We visually analyzed the trace plots for all model parameters to assess mixing properties and stationarity of chains. We assessed convergence of the MCMC chains by evaluating correlation between samples (autocorrelation <0.1) and Gelman-Rubin statistic (Potential scale reduction factor, PSRF < 1.1 preferred among chains) using R-package ‘coda’ [71]. We considered model parameters to be significant when the 95% credible intervals (CIs) of posterior estimates excluded zero and p-values were < 0.05. We evaluated the performance of our final reduced models using a suite of standard metrics including sensitivity, specificity and area under the receiver-operator curve (AUC) statistic, as implemented in the R-package ‘cutpointr’. We also calculated predicted infection probabilities for each species and evaluated the model fits by plotting the observed and predicted infection probabilities.

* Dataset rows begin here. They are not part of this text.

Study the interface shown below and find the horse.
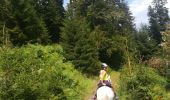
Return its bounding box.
[97,86,115,100]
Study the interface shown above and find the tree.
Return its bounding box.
[36,0,65,42]
[61,18,100,74]
[11,0,50,44]
[148,0,169,44]
[136,25,157,61]
[0,0,23,45]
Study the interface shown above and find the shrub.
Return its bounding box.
[120,65,166,100]
[0,45,90,100]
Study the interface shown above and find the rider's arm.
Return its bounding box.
[99,70,106,84]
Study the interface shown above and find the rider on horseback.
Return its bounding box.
[98,63,112,88]
[94,63,113,100]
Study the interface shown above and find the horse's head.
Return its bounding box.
[97,86,114,100]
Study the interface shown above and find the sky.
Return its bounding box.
[64,0,170,28]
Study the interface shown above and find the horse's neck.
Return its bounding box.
[97,86,114,100]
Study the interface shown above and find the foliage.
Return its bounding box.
[120,65,166,100]
[136,25,158,61]
[35,0,64,42]
[61,19,101,74]
[0,45,90,100]
[148,0,169,44]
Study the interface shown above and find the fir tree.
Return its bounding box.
[148,0,169,44]
[11,0,49,44]
[36,0,64,42]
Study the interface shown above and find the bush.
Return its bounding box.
[120,65,166,100]
[0,45,90,100]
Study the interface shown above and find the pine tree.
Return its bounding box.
[148,0,169,44]
[11,0,49,44]
[0,0,23,45]
[36,0,64,42]
[137,25,157,60]
[61,18,99,74]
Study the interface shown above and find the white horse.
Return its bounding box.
[97,86,115,100]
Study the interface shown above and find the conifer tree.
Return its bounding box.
[0,0,23,45]
[148,0,169,44]
[36,0,64,42]
[61,19,99,74]
[11,0,49,44]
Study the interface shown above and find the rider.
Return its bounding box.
[98,63,112,88]
[94,63,113,100]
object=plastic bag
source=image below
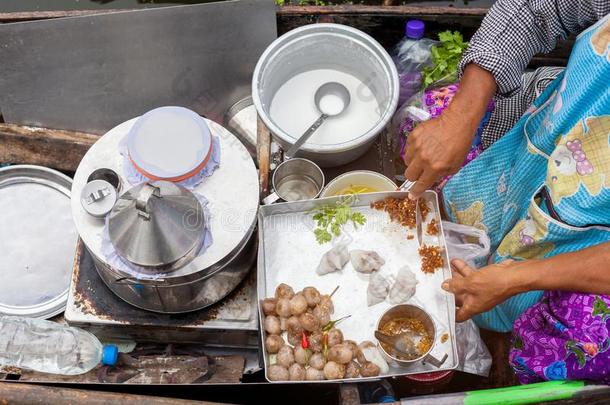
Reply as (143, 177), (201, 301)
(443, 221), (492, 377)
(443, 221), (491, 267)
(455, 319), (492, 377)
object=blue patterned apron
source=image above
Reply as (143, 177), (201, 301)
(443, 16), (610, 332)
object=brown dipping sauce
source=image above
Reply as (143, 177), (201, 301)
(379, 318), (432, 360)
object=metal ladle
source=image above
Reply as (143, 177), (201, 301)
(284, 82), (351, 159)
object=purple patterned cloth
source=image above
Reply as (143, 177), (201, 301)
(509, 291), (610, 384)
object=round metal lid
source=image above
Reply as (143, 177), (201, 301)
(127, 107), (212, 181)
(0, 165), (78, 318)
(72, 118), (260, 283)
(108, 181), (205, 270)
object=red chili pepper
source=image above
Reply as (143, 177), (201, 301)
(301, 331), (309, 349)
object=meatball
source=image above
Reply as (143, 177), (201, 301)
(313, 305), (330, 325)
(262, 298), (277, 316)
(360, 361), (380, 377)
(324, 361), (345, 380)
(294, 346), (310, 366)
(275, 298), (291, 318)
(288, 363), (305, 381)
(305, 367), (324, 381)
(265, 335), (284, 353)
(299, 312), (321, 332)
(265, 315), (282, 335)
(345, 360), (360, 378)
(328, 328), (343, 347)
(290, 293), (307, 315)
(275, 283), (294, 299)
(303, 287), (320, 308)
(328, 345), (354, 364)
(309, 353), (326, 370)
(267, 364), (290, 381)
(286, 316), (303, 335)
(277, 346), (294, 368)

Furthermore, we calculated the proportion of the total variance explained by host species phylogeny by estimating phylogenetic heritability, equivalent to Pagel’s lambda (λ) to measure the degree of phylogenetic signal [72,73]. We estimated the mean and 95% highest posterior density (HPD) of λ for each MCMC chain by dividing the phylogenetic variance-covariance (VCV) matrix by the sum of the phylogenetic, location, and residual VCV matrices [73]. All statistical analyses and graphing were conducted in R ver. 3.6.2 [74].